By Angelina Gillispie
“My voice matters because everyone can combine and find strength and i am one of the voice that make change in community for the better and i am the one of the voices that speaks out to the help those with the same pain.”
– Veronica, 17, Tanzania
The words above were thoughtfully written by one of my students who is identified as an English Language Learner (ELL). Bright, bold, and brimming with insightful thoughts, she is from Tanzania, and has been living in the United States for less than three years, and here in Manchester, N.H. for almost two years. To say that I, a student-teacher working in the Manchester School District, am fortunate is an understatement — I have been working with students identified as ELL’s, students who can speak a myriad of different languages and are a part of numerous diverse and beautiful cultures, since the beginning of the 2020 school year.
In just those beginning weeks of my student-teaching experience, I was cultivating close and genuine relationships with my students. I was intentional about pronouncing their names correctly, asked them to teach me words and phrases in their home languages(s), and checked in with them daily about how they were doing. I was eager to learn about them and see them as the unique individuals they are — they opened up to me about their culture, their families, and their experiences before and after coming to the United States. They opened up space for me and would never fail to greet me with boisterous smiles, enthusiastic greetings such as “Hi Ms. G!,” and open, loving arms.
Inspired and touched by each and every one of them in such a short amount of time while being led and guided by my remarkable cooperating teacher, I began the school year committed to ensuring that my students’ experiences and voices were heard. I serve students that are coined as students of color, refugees, and immigrants. This means that I serve students who experience and are deeply affected by oppression, marginalization, and underrepresentation as a part of their daily lives. This also means that I serve students who are compassionate, intelligent, resilient, eager for opportunities, and wise beyond their years, backed with a lifetime of experiences across different cultures, countries, and languages in just their short, young lives.
Those who bear the experiences of oppression, marginalization, and underrepresentation rarely ever have a platform to allow their voices to be heard. These systemic forces unequivocally stifle their voices without an ounce of remorse or accountability. As a person of color myself, I knew this all too well. Along with my cooperating teacher, we integrated conversations and discussions around the importance of demanding our voices be heard with students. We talked about systemic inequalities, regarding educational, community, and political systems — inequalities that directly affect them and their families — and how we could use our voices to create reform and change.

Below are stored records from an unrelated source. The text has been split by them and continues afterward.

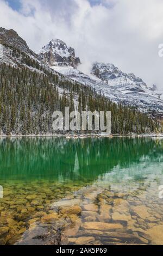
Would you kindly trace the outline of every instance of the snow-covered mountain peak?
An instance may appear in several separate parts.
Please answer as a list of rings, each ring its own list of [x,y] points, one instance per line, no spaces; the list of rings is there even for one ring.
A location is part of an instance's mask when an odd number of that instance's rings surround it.
[[[76,68],[80,63],[80,59],[76,57],[74,48],[58,39],[51,40],[42,47],[39,55],[41,60],[50,66]]]

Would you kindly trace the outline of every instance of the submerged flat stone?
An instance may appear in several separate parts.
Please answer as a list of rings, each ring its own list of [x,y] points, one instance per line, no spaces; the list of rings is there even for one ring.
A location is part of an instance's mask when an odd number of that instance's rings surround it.
[[[131,215],[121,214],[119,212],[114,212],[111,216],[112,219],[116,221],[129,221],[131,220]]]
[[[123,226],[119,223],[106,223],[105,222],[87,222],[83,224],[85,229],[97,229],[101,231],[107,231],[122,228]]]
[[[60,211],[60,212],[61,214],[67,214],[68,215],[71,214],[79,214],[82,212],[81,207],[78,205],[74,205],[71,207],[66,207],[65,208],[61,209]]]
[[[152,243],[153,245],[163,245],[163,223],[157,225],[147,230],[147,234],[152,237]]]
[[[94,204],[89,204],[84,205],[84,210],[86,211],[98,211],[98,205]]]

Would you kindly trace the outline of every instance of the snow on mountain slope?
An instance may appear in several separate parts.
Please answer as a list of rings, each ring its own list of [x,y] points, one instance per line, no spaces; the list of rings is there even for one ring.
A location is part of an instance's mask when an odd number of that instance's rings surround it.
[[[146,92],[128,92],[127,93],[115,89],[113,86],[109,86],[95,76],[89,76],[79,70],[70,66],[61,67],[53,66],[51,67],[56,71],[70,78],[83,84],[90,86],[99,93],[108,97],[113,101],[120,102],[133,106],[136,106],[141,109],[147,111],[155,109],[163,112],[163,101],[156,97]]]
[[[40,59],[50,65],[76,67],[80,63],[79,58],[76,58],[73,48],[68,47],[59,39],[52,39],[43,47],[38,53]]]
[[[76,57],[74,50],[59,39],[51,40],[37,55],[14,31],[1,28],[1,62],[39,72],[52,68],[66,78],[91,86],[116,103],[163,113],[163,101],[155,86],[148,88],[141,78],[123,72],[112,64],[95,63],[91,74],[85,75],[79,70],[80,61]]]
[[[74,49],[59,39],[51,40],[42,48],[39,56],[40,59],[54,70],[90,86],[115,102],[121,101],[146,111],[151,108],[163,111],[163,101],[158,92],[148,88],[140,77],[134,74],[123,72],[112,64],[98,63],[93,64],[90,75],[85,75],[79,70],[80,59],[75,57]]]

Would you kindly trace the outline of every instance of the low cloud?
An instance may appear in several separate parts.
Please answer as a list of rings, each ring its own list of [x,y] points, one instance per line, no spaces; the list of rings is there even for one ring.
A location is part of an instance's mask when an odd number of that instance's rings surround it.
[[[0,0],[1,26],[13,28],[34,51],[52,38],[76,49],[83,69],[112,63],[163,89],[162,0],[21,0],[14,10]]]

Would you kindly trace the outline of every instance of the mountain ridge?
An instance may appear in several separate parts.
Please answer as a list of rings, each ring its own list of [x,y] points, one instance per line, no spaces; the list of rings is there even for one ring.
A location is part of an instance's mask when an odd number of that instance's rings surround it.
[[[14,35],[14,38],[11,35]],[[15,50],[10,49],[10,47],[17,49],[16,52],[22,51],[21,57],[17,57]],[[98,94],[116,103],[133,106],[148,113],[163,113],[163,101],[155,90],[148,87],[140,78],[133,74],[123,72],[112,64],[98,63],[93,64],[91,74],[86,75],[79,70],[81,62],[79,58],[76,57],[74,50],[59,39],[52,40],[37,55],[14,31],[1,28],[1,62],[25,66],[38,72],[49,69],[61,77],[90,86]]]

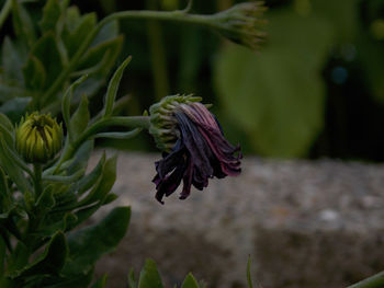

In our safe, warm, and inclusive classroom community, students began to create, transform, and trust more in this idea that their voices did indeed matter. Our students began by writing letters to the Commission to Study School Funding, addressing the inequalities present within their high school and the Manchester School District. They asked for better resources, including having more books in different languages available for students to feel more welcome and a part of their school community. They used their voices in order to improve not only the educational experiences for themselves, but for all the future students to come. They went on to have their letters read live to the Commission, and some of our newcomer students valiantly read their own letters to strangers on a Zoom call.
Now, for the past few months, students have tackled larger systemic issues that they are passionate about through their Community Outreach Projects. Most are working in groups and addressing issues and projects such as homelessness, racism, providing more resources for schools, the dangers of smoking, packaging food for their school community, creating their own sports programs for kids who cannot afford to pay for lessons — we even have a student who is writing his own children’s book. They take deliberate time to reflect on the incredible work they are doing. They are actively using their voices, and they are the reformers our world so desperately needs. They are, in the process, combating systemic oppression and marginalization and creating their own platform. It is clear to me that they are the definition of empowerment. And their voices matter.